5.17. Alerts #

PPEM supports sending alerts to users and user groups via email to monitor agents, hosts, and instances. To send alerts, you must configure an SMTP server.

For an alert to be sent, an alert trigger must fire. An alert trigger fires when the value of a metric is below, equal to, or higher than the specified threshold. Metrics are stored in data sources, for example, in the repository database.

To determine the alert trigger threshold, alert trigger rules are used. An alert trigger rule is a set of one or multiple conditions containing logical operators and values. For example, an alert trigger rule condition can include the > logical operator and the 0 value. With such a rule, the alert trigger fires if the value of the specified metric exceeds 0.

Relations between multiple alert trigger rule conditions are determined by the AND and OR logical connectives.

For alerts to work properly, you must first install and configure logging and monitoring tools.

This section explains how to manage alerts. It includes the following instructions:

Important

The alerts functionality is in the beta phase. Currently, only pgpro-otel-collector metrics can be used for alert triggers. Other existing limitations are specified in the corresponding instructions of this section.

Pre-Configuring Alerts

To work with alerts, you must first pre-configure them in the ppem-manager.yml manager configuration file.

You can specify the following parameters:

alerts:
  metrics:
    request_chunk_size: number_of_instance_IDs
  cleanup_grace_period: alert_cleanup_interval_if_no_data_is_received
  scheduler:
    interval: interval_for_checking_new_alerts
    initial_delay: delay_for_starting_alert_scheduler
    timeout: timeout_for_updating_alert_trigger_rules
  delayed_data:
    is_enabled: true or false
    data_delay: default_data_arrival_delay_for_all_sources
    datasource_delays:
      metrics: delay_for_metrics_arrival
      logs: delay_for_log_arrival
    max_delay: maximum_allowed_data_arrival_delay
    is_adaptive_delay: true or false
  notifier:
    num_workers: number_of_concurrent_workers
    worker_batch_size: number_of_alerts_in_one_batch
    worker_interval: interval_for_checking_new_alerts
    backoff_base: exponential_backoff_calculation_duration
    max_retries: maximum_number_of_alert_attempts
    notification_timeout: alert_timeout
    janitor_interval: janitor_worker_polling_interval
    stale_processing_timeout: stale_alert_processing_timeout
  email:
    is_enabled: true or false
    smtp:
      host: SMTP_server_hostname_or_IP
      port: SMTP_server_port
      username: username_for_SMTP_server_authentication
      password: password_for_SMTP_server_authentication
      from: alert_sender_email
      timeout: SMTP_server_connection_timeout
      use_starttls: true or false
      use_ssl: true or false
      tls:
        insecure_skip_verify: true or false
        root_ca_path: path_to_root_CA

Where:

  • metrics: The parameters of sending requests to the metrics plugin.

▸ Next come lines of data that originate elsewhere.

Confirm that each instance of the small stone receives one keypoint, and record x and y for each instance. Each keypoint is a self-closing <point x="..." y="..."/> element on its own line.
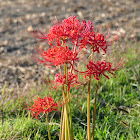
<point x="30" y="29"/>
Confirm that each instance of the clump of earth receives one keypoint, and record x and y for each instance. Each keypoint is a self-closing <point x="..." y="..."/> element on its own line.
<point x="19" y="17"/>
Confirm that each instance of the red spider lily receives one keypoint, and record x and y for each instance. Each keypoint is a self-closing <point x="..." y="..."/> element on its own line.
<point x="55" y="55"/>
<point x="101" y="67"/>
<point x="44" y="105"/>
<point x="61" y="80"/>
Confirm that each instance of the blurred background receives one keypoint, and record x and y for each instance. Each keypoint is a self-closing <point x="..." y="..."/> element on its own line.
<point x="19" y="17"/>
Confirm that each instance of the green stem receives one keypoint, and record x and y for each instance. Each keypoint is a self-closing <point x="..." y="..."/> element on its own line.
<point x="88" y="110"/>
<point x="66" y="94"/>
<point x="94" y="113"/>
<point x="49" y="136"/>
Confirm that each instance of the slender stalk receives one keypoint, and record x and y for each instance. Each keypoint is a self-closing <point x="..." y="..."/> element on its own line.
<point x="63" y="129"/>
<point x="94" y="113"/>
<point x="49" y="136"/>
<point x="88" y="110"/>
<point x="66" y="108"/>
<point x="61" y="123"/>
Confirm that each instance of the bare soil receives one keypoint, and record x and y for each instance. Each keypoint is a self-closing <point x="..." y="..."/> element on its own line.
<point x="18" y="17"/>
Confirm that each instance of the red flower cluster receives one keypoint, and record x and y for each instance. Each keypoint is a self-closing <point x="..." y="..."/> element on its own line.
<point x="101" y="67"/>
<point x="55" y="55"/>
<point x="44" y="105"/>
<point x="61" y="80"/>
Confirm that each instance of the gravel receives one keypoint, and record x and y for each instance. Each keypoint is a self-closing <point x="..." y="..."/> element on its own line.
<point x="18" y="17"/>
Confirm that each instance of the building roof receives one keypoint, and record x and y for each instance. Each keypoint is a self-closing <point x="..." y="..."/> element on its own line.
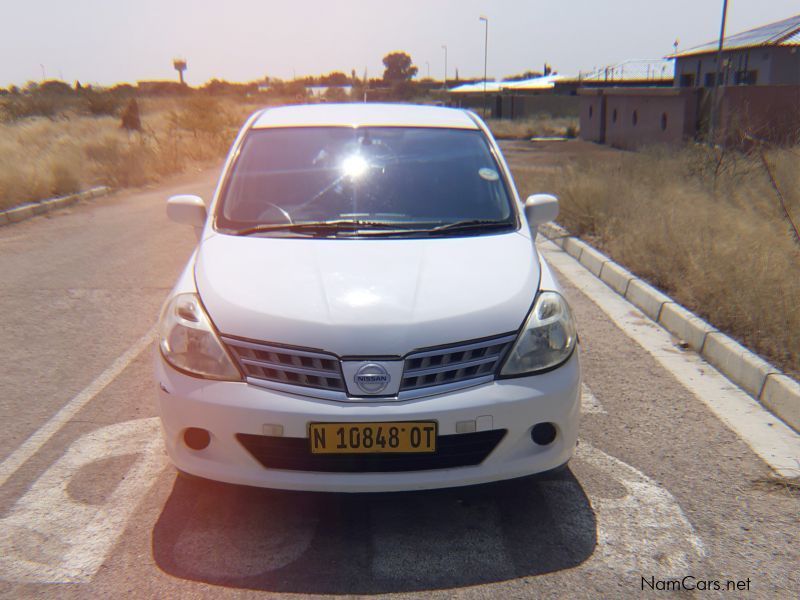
<point x="780" y="33"/>
<point x="545" y="82"/>
<point x="356" y="114"/>
<point x="657" y="69"/>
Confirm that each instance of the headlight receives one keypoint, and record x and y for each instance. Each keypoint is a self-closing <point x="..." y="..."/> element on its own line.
<point x="547" y="339"/>
<point x="189" y="343"/>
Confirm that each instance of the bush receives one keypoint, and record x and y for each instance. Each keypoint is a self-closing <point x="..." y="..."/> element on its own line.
<point x="100" y="103"/>
<point x="131" y="121"/>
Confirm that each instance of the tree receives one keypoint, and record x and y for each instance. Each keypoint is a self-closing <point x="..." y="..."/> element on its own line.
<point x="398" y="67"/>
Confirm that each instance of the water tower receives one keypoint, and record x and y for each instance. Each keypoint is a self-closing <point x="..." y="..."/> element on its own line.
<point x="180" y="67"/>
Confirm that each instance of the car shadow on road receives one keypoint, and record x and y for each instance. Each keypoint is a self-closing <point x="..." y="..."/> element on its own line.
<point x="373" y="543"/>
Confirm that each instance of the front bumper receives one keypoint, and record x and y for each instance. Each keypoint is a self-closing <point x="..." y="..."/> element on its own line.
<point x="226" y="409"/>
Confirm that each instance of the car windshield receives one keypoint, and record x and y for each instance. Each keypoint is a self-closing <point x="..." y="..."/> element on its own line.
<point x="384" y="181"/>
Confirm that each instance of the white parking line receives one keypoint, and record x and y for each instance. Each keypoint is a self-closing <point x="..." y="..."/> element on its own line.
<point x="767" y="436"/>
<point x="39" y="438"/>
<point x="51" y="537"/>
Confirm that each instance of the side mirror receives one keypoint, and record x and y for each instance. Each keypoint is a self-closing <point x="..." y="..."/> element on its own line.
<point x="187" y="210"/>
<point x="540" y="209"/>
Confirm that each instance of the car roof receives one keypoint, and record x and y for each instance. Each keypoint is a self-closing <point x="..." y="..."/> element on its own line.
<point x="357" y="114"/>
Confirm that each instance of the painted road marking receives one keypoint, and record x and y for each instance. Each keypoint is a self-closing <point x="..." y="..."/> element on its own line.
<point x="40" y="437"/>
<point x="589" y="402"/>
<point x="49" y="537"/>
<point x="766" y="435"/>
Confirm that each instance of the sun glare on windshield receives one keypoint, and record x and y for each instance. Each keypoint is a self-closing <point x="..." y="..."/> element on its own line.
<point x="354" y="166"/>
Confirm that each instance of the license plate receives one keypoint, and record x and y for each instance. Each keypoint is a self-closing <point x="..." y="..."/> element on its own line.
<point x="372" y="438"/>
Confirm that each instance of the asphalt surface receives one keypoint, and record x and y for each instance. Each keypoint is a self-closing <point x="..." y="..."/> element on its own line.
<point x="90" y="507"/>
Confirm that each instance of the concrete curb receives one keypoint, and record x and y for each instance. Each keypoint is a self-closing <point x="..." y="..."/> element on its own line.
<point x="31" y="209"/>
<point x="779" y="393"/>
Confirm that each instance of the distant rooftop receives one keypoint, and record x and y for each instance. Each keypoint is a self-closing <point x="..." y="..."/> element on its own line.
<point x="477" y="88"/>
<point x="363" y="115"/>
<point x="544" y="82"/>
<point x="781" y="33"/>
<point x="658" y="69"/>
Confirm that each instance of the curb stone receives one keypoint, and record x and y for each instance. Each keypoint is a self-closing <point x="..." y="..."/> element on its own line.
<point x="593" y="260"/>
<point x="741" y="366"/>
<point x="30" y="209"/>
<point x="646" y="298"/>
<point x="780" y="396"/>
<point x="685" y="325"/>
<point x="777" y="392"/>
<point x="616" y="277"/>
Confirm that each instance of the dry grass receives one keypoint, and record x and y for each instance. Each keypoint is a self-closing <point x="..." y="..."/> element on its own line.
<point x="538" y="126"/>
<point x="706" y="229"/>
<point x="47" y="157"/>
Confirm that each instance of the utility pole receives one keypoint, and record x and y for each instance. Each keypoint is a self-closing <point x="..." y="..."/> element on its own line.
<point x="180" y="67"/>
<point x="444" y="81"/>
<point x="485" y="57"/>
<point x="712" y="127"/>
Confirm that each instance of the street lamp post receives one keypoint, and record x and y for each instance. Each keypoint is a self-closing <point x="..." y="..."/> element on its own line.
<point x="712" y="126"/>
<point x="444" y="81"/>
<point x="485" y="57"/>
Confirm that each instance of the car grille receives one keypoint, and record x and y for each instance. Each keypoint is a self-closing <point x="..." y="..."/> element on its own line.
<point x="293" y="454"/>
<point x="454" y="364"/>
<point x="287" y="365"/>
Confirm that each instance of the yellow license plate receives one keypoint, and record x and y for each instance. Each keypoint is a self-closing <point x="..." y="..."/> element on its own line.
<point x="372" y="438"/>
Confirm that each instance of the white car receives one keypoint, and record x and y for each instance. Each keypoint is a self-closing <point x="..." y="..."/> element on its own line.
<point x="366" y="310"/>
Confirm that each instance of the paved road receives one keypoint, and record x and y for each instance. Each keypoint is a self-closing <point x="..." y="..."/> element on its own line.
<point x="660" y="487"/>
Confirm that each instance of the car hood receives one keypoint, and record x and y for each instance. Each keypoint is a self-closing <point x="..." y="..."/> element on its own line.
<point x="367" y="297"/>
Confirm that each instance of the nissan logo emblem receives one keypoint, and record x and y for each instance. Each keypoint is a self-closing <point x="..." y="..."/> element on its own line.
<point x="372" y="378"/>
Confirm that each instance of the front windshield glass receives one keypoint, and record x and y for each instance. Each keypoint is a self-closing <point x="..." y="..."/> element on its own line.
<point x="393" y="179"/>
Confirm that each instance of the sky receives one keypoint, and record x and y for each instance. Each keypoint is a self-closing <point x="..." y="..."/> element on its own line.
<point x="104" y="42"/>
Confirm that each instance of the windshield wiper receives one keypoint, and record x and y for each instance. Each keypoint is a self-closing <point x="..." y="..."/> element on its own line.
<point x="329" y="227"/>
<point x="469" y="225"/>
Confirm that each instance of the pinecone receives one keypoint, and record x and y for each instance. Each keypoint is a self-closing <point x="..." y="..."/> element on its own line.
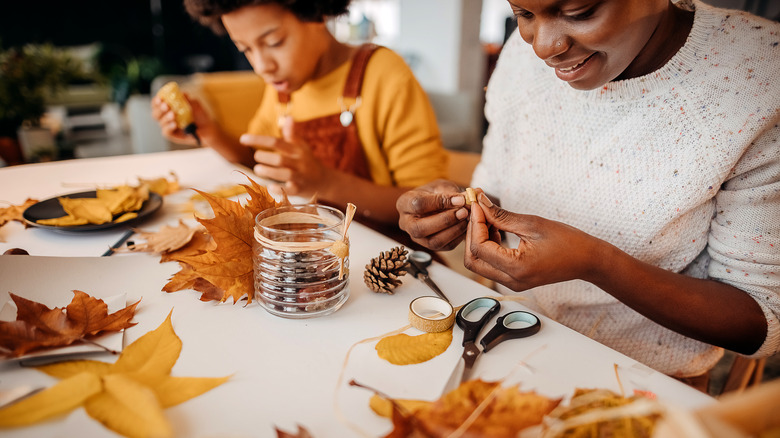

    • request_chunk_size: The maximum number of instance IDs within one request.

      Default value: 100.

  • cleanup_grace_period: The time interval after which alerts are cleaned up if no data is received.

    Default value: 6h.

  • scheduler: The parameters of the scheduler that updates alerts in the manager memory.

    • interval: The time interval for the scheduler to check for new alerts to process.

      Default value: 50s.

    • initial_delay: The delay before starting the scheduler for the first time after the start of PPEM.

      Default value: 10s.

    • timeout: The scheduler timeout for updating alert trigger rules.

      Default value: 10m.

  • delayed_data: The parameters for managing delayed metrics and logs with unknown delay time.

    • is_enabled: Specifies whether delayed data management parameters are enabled.

      Possible values:

      • true

      • false

      If true is specified, PPEM checks for delayed metrics and logs.

      Default value: false.

    • data_delay: The default data delay for all data sources when specific delays are not configured.

      Default value: 180s.

    • datasource_delays: The data delay for specific data sources. This parameter allows specifying different delays for metrics and logs as they may arrive at different rates.

      Possible values:

      • metrics: The delay for the metrics arrival, in seconds. Metrics typically have more consistent collection intervals but may be delayed due to network or processing issues.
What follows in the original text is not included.